Cryptocurrency markets

South Africa Changes Government Cryptocurrency Policy Towards Recognition and Regulation

South Africa Changes Government Cryptocurrency Policy Towards Recognition and Regulation
Strong retail interest in crypto has prompted South African regulators to rethink their approach to cryptocurrencies and their classification.

South African financial regulators are laying the groundwork for “phased and structured” regulation of cryptocurrencies. The move represents a move away from an approach that has largely been used over the past seven years and was driven by the country's ever-higher level of retail interest in cryptocurrency.

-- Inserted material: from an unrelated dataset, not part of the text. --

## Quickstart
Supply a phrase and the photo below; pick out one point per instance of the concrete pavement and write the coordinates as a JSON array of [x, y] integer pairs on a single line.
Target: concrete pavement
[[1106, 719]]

In a position paper released on June 11, the country's Intergovernmental Financial Technology Working Group, or IFWG, under the auspices of the Cryptoassets Regulatory Working Group, laid out a roadmap for a regulatory framework that would focus on cryptoasset service providers, or CASPs.
South Africa's original national cryptocurrency policy so far has been caution but non-interference. Back in 2014, the National Treasury issued a public statement addressing the issue, along with the South African Reserve Bank and the country's financial regulator, as well as financial and tax agencies. His tone was cautious but unobtrusive, warning the public that they could trade cryptocurrency at their own risk and would not be offered legal protection or recourse in case of difficulty.
South Africa Changes Government Cryptocurrency Policy Towards Recognition and Regulation

South Africa Changes Government Cryptocurrency Policy Towards Recognition and Regulation

Commentators noted that several factors, including the rise of the South African cryptocurrency market to more than R 2 billion (USD 147 million) in daily trading earlier this year, made this old policy untenable and irrelevant.

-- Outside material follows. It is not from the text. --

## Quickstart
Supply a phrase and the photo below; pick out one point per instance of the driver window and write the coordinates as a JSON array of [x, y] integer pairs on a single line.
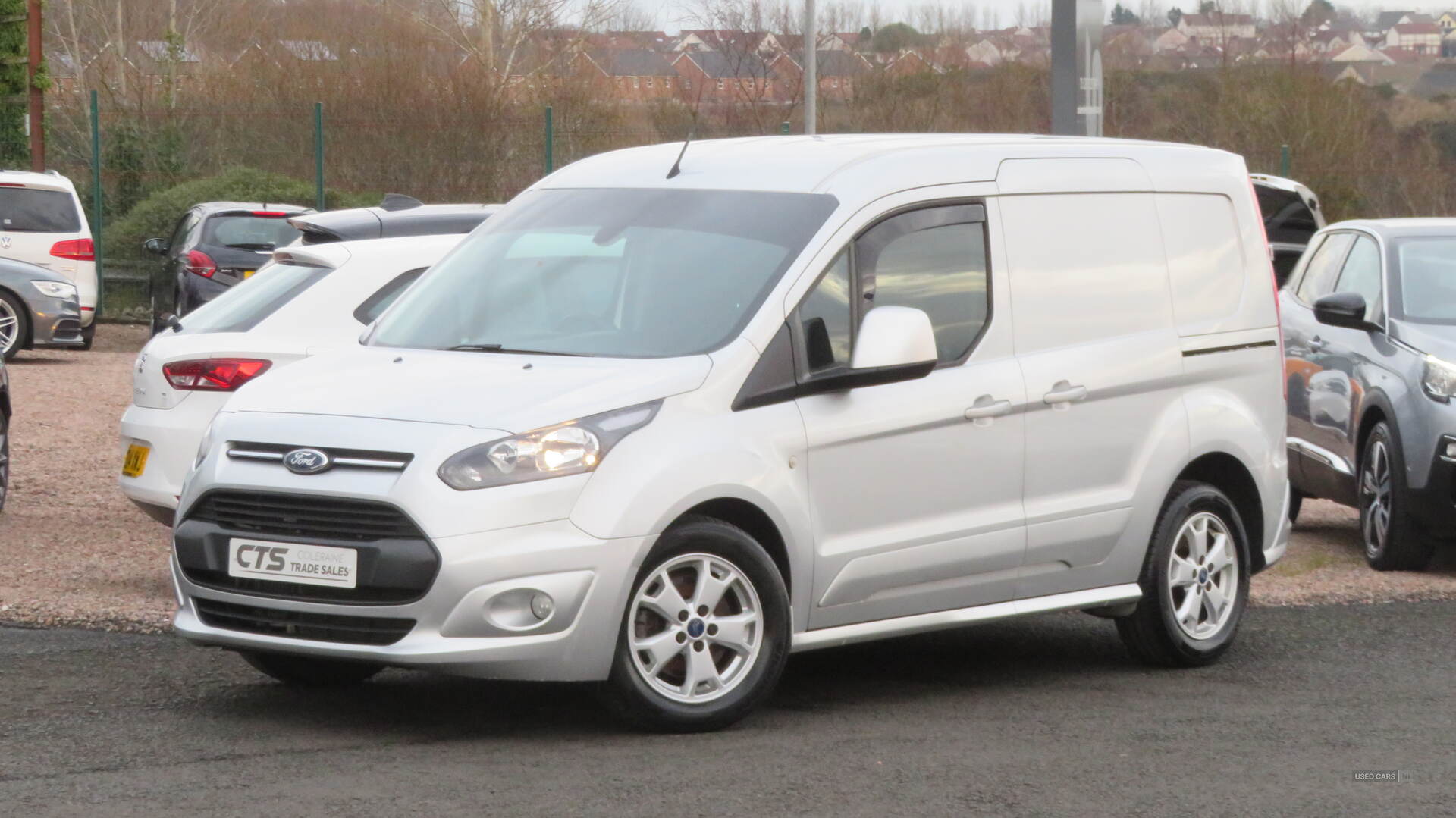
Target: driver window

The new IFWG document emphasizes that even though the structured regulatory framework must be phased in, cryptoassets remain “inherently risky and volatile,” and the perceived financial losses incurred in trading cryptocurrencies remain high.
Six overarching principles will guide the country's changing approach. This entails a “performance-based perspective” that will ensure that regulators are focused on the principle of “do the same, do the same risk”; implementation of measures proportional to the risk; a joint approach to the regulation of cryptoassets; keep abreast of international best practices and promote digital financial literacy among consumers.
The document also contains 25 recommendations on how to regulate cryptocurrency in relation to three main areas of concern: combating money laundering and combating the financing of terrorism, international financial laws and the application of financial sector laws. The latter means that the South African Financial Sector Conduct Authority will be tasked with preventing market abuses, such as fraud and misconduct in the market, and taking action against relevant industry violators.
Along with the published document, IFGW issued a press release outlining its strategy, which raised concerns about the nature of the asset class and the surrounding ecosystem. IFGW pointed to decentralization as a downside rather than a plus, which leaves consumers and traders without recourse to authorities or a centralized organization that could resolve user errors, such as using the wrong crypto wallet address.

IFGW also remains concerned about the manipulative nature of many cryptocurrency marketing materials, asset price volatility and fraudulent activities such as Ponzi schemes. Indeed, this year, the country's largest Ponzi scheme involved a company targeting Bitcoin (BTC) traders, which raised 23,000 BTC in investment holdings from 26,000 members worldwide.